Growth periods depend heavily on a multitude of outside factors, such as habitat, climate, amount of grazing, fire regimes, and substrate material. Growth rates appear to be highest in areas with high fire disturbance and high grazing, however the overall size of lichen in areas of high grazing were on smaller on average.

==Ecology==

Cladonia arbuscula is a known host species for the fungus Lichenopeltella cladoniarum.

=== Interactions with other species ===
Cladonia arbuscula is a vital foodsource for caribou in the Northern hemisphere. Due to the lichen's ability to survive through cold, dry winters, they are a primary food source throughout winter for many caribou in North America. In Canada, the lichen make up around 50-90% of the caribou's diet (according to studies of caribou rumens). The fungi however can be damaged by large numbers of caribou due to overgrazing and trampling.

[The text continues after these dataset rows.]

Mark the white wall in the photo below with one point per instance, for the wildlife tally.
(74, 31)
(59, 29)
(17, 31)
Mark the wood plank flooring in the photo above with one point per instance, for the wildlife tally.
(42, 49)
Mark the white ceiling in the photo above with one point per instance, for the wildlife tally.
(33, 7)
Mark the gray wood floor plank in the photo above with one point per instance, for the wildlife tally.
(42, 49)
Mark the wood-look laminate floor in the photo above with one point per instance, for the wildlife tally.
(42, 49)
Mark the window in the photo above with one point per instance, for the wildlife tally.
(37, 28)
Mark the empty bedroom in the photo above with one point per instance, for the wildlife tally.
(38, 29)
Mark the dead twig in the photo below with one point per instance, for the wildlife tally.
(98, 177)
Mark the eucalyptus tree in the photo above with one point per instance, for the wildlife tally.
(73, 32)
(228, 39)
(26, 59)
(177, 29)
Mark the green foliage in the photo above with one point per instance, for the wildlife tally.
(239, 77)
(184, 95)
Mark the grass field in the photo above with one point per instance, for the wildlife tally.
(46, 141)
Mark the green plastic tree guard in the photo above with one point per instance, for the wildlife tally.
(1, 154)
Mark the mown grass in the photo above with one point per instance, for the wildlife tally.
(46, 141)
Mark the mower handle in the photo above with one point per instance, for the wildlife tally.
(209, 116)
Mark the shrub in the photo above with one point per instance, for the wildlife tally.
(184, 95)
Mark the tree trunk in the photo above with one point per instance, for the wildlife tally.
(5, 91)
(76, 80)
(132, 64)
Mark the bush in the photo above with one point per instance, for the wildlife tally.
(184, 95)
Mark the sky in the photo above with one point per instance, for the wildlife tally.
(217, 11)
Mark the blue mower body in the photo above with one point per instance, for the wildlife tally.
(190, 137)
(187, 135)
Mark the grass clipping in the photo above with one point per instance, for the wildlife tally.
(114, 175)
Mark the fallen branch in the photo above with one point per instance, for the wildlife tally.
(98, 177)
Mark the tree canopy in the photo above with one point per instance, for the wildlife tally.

Some small mammals such as voles and mice feed on these lichens in the winter as well. Despite the low protein levels of these lichen, especially in comparison with other vascular plants, they are the main food source for many animals, and if not protected can cause bottom-up trophic cascades with detrimental effects on caribou populations. Lichens themselves are photosymbionts, and consist of intermixing fungal, cyanobacteria, and algal layers working together to survive.

=== Fire ecology ===
Thallus fragments can travel from unburned areas to freshly burned ones and easily colonize the shadeless, dry terrain. In areas of recent burns, C. arbuscula growth rates increased substantially compared to areas without fire. While reindeer lichens can persist in the absence of fire, the decreased canopy cover and increased ground-layer biodiversity from frequent burns can significantly help lichens grow. Fire itself does kill reindeer lichen, but leads to more favorable conditions for growth post-fire. C. arbuscula is typically found in late primary successional stages, and in early-middle secondary successional stages. Caribou grazing and trampling can affect the diversity of lichen in an area by causing early and late successional staged species to grow simultaneously.

== Conservation ==
Despite the species being considered stable and secure globally, there are many threats facing C. arbuscula across the globe. These threats include pollution, fire suppression, and mountain pine beetles. C. arbuscula is extremely sensitive to pollution, and heavy metals and acids from factories or manufacturing facilities can travel miles and harm these lichen. The toxins build up in the lichens and inhibit growth and kill many organisms each year. Mountain pine beetles indirectly affect reindeer lichen as well due to their ability to cause large scale lodgepole pine death, a commonly used substrate for the lichen.